先日のstruts2の脆弱性のせいで(CVE-2017-5638,S2-045)仕事中にネットサーフィンすることが増えました。
そこてとある記事を見つけました。
情報セキュリティ対策に足りないものはなんと。
予算ではなく。。。
人材だそうです。
私は衝撃を受けてしまいました(笑)
イヤイヤイヤイヤイヤイヤ。。。。
と思わずつぶやいてしまいました。
まぁ都合の良い人材がいないということでしょうかね。
例えば、
======= パターン1 ============
改ざん検知、侵入検知をしたいからIPS/IDSを導入します。
ログ解析、パターン分析の技術者育成と機器購入や導入費用含めて1000万円(イニシャル900,ランニング100)です。
これによりセキュリティレベルで取れなかった20件の案件を取れるようになり、5年で回収できます。
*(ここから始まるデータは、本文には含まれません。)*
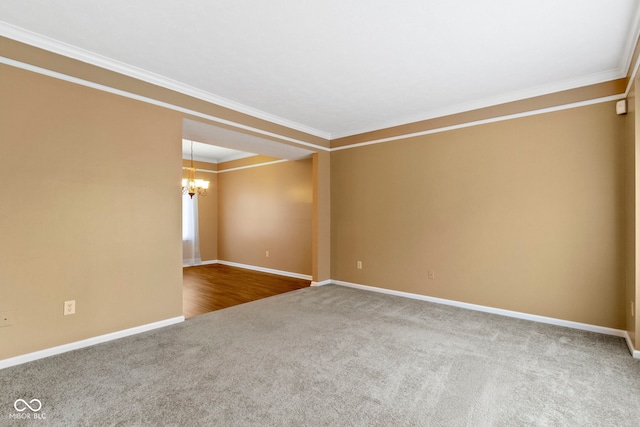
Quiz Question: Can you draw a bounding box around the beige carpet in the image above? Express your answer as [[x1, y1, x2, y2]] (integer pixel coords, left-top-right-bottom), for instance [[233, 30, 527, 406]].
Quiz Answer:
[[0, 286, 640, 427]]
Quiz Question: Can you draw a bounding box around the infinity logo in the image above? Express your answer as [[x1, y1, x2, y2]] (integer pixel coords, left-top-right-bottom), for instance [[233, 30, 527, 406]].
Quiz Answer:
[[13, 399, 42, 412]]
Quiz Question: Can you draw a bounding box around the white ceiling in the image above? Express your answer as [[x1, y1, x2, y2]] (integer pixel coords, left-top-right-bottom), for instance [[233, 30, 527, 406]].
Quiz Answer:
[[0, 0, 640, 138], [182, 139, 255, 163], [182, 119, 313, 163]]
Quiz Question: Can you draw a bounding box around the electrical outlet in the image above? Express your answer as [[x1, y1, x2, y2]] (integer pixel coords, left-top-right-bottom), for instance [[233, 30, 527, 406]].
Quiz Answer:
[[0, 311, 13, 328], [64, 300, 76, 316]]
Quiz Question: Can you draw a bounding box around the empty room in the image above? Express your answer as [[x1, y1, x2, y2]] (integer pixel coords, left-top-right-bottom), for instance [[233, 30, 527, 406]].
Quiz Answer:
[[0, 0, 640, 426]]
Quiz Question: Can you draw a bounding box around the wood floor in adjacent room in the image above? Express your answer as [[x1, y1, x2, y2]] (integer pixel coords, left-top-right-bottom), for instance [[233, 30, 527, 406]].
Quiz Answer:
[[182, 264, 311, 319]]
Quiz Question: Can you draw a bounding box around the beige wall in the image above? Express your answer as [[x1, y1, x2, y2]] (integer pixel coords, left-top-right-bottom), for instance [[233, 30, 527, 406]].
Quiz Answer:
[[624, 82, 640, 348], [0, 65, 182, 359], [182, 160, 218, 261], [218, 159, 313, 275], [331, 102, 625, 329]]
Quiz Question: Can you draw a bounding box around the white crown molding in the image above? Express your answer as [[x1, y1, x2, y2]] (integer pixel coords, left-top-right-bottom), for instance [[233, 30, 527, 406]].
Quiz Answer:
[[216, 159, 290, 173], [331, 94, 626, 151], [0, 19, 640, 151], [331, 280, 628, 338], [330, 69, 626, 140], [0, 56, 330, 151], [0, 316, 184, 369], [0, 21, 330, 139]]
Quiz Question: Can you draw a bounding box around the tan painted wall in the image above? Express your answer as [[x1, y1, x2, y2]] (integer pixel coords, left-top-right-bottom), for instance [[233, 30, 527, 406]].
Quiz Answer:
[[623, 78, 640, 348], [218, 159, 313, 275], [182, 160, 218, 261], [0, 65, 182, 359], [312, 151, 331, 282], [331, 102, 625, 329]]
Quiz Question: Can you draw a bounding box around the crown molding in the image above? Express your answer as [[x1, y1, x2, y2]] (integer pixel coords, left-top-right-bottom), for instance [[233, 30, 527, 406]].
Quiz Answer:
[[331, 69, 627, 140], [0, 21, 330, 139], [331, 93, 626, 152], [0, 15, 640, 145]]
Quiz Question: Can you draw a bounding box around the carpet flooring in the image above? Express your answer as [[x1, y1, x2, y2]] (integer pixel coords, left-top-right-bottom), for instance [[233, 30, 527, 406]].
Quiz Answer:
[[0, 285, 640, 426]]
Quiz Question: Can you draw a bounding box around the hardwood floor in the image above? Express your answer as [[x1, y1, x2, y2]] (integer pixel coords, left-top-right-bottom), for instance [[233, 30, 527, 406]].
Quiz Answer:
[[182, 264, 311, 319]]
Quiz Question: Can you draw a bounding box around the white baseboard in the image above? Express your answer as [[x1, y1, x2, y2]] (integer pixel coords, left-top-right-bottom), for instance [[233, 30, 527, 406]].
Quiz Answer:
[[212, 260, 312, 280], [330, 280, 640, 359], [624, 332, 640, 359], [0, 316, 184, 369], [311, 279, 333, 286]]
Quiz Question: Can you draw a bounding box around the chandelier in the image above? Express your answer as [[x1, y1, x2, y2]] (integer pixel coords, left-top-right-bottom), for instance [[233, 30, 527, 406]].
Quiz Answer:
[[182, 141, 209, 199]]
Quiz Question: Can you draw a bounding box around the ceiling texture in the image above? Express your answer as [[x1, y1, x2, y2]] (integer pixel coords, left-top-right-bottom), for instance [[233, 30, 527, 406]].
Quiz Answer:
[[0, 0, 640, 139]]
============================
ではなく。
======= パターン2 ============
改ざん検知と侵入検知の仕組みを作るから100万円でやります。
(精度は自分の知識内になるから自信はないけど。。。)
十分対策できます!!
============================
という人材が足りないということでしょうか?
勝手な想像なのですけども。。。
いろいろ言う人はいるけど、我々に都合の良い人材はいないなーってとこですね。
私が思う一番足りないものは、
意思決定権のある上層部の
情報セキュリティに対する意識と知識です。
悪意のあるリクエストを受け取った場合、任意のコードが実行可能です。という脆弱性。
これでなにが起こるかわからない人が多いです。
だから対策も遅れます。
漏れるのがメールアドレスと氏名くらいなシステムならまだしも。。。
住所やらクレジットカード番号やら保管してるシステムはすぐに対策できないならシステム停止を検討するレベルの脆弱性です。
なんとかなって欲しいですよね。
正しいセキュリティ対策ができるようになると良いですね。